I’m now researching alternatives, as I have a lot of pasta and rice noodles, and maybe will use quick fry stir veggies dishes, Chinese or Thai style.

And you? How are you coping with meal planning, or are you just winging it by the seat of your pants? Or sneakily, ordering in?

Stay safe out there, people.

Love,
Alex

Update Day #16

I’m sat quietly at my desk with the windows open for the first time in months, feeling the slight chill of our spring air across my feet. Yes, there’s still a nip to it, but hey, what the hell. Other than a couple of trips out onto the balcony for a coffee break, I haven’t really been outside. And even if I want to, which I do, deep down inside, I won’t go out there into the wider world at large. I won’t break quarantine.

So I’ll take my moment of fresh air, where I can, and be grateful I’m still alive, the world is still here, and, in the end, hope the human race will prevail, as it’s always done since we walked out onto the savanna plains millennia ago.

We have managed on so many occasions, as a group, to defy the odds, and only now, again, under this stress and strain, coming together as ONE PEOPLE living across the beautiful green earth, can we hope to prevail again, and beat the odds one more time.

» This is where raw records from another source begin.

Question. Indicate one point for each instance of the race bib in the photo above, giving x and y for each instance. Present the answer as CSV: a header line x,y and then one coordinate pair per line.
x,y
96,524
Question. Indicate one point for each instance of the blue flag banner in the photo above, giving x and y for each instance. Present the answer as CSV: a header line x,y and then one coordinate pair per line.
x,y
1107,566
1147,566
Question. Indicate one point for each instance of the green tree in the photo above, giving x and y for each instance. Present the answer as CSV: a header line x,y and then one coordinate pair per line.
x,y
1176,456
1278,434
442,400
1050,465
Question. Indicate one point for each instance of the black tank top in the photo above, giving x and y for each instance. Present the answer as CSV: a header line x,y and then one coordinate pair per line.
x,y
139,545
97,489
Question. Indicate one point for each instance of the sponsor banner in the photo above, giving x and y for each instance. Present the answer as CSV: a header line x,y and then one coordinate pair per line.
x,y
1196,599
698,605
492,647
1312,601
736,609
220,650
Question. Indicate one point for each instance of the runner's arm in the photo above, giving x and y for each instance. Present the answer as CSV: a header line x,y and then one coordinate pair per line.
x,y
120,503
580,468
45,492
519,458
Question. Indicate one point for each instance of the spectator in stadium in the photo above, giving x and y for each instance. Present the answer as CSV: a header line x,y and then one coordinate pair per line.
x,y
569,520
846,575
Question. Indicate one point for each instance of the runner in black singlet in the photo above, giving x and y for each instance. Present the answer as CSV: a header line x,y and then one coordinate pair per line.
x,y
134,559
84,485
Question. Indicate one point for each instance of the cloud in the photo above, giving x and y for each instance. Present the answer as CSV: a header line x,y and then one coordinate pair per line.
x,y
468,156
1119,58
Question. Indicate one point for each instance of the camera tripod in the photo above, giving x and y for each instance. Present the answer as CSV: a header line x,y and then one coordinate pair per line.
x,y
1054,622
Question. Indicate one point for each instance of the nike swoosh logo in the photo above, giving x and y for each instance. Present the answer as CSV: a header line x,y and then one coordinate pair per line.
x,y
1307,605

Finger pointing, assigning blame, will do nothing to elevate the sick and dying of this virus that knows no boundaries, nationality, or care what colour your skin is. I hope this is not the dividing factor that cleaves us apart and brings us to our knees, but rather a tragedy that unites us in a common cause and fight for everyone.

I so want to believe in a brighter future where we come together, and create a better world for ourselves, our families, our friends, and down along the chain that is, the human race.

Stay strong, stay positive, stay connect, and be kind in all that you do.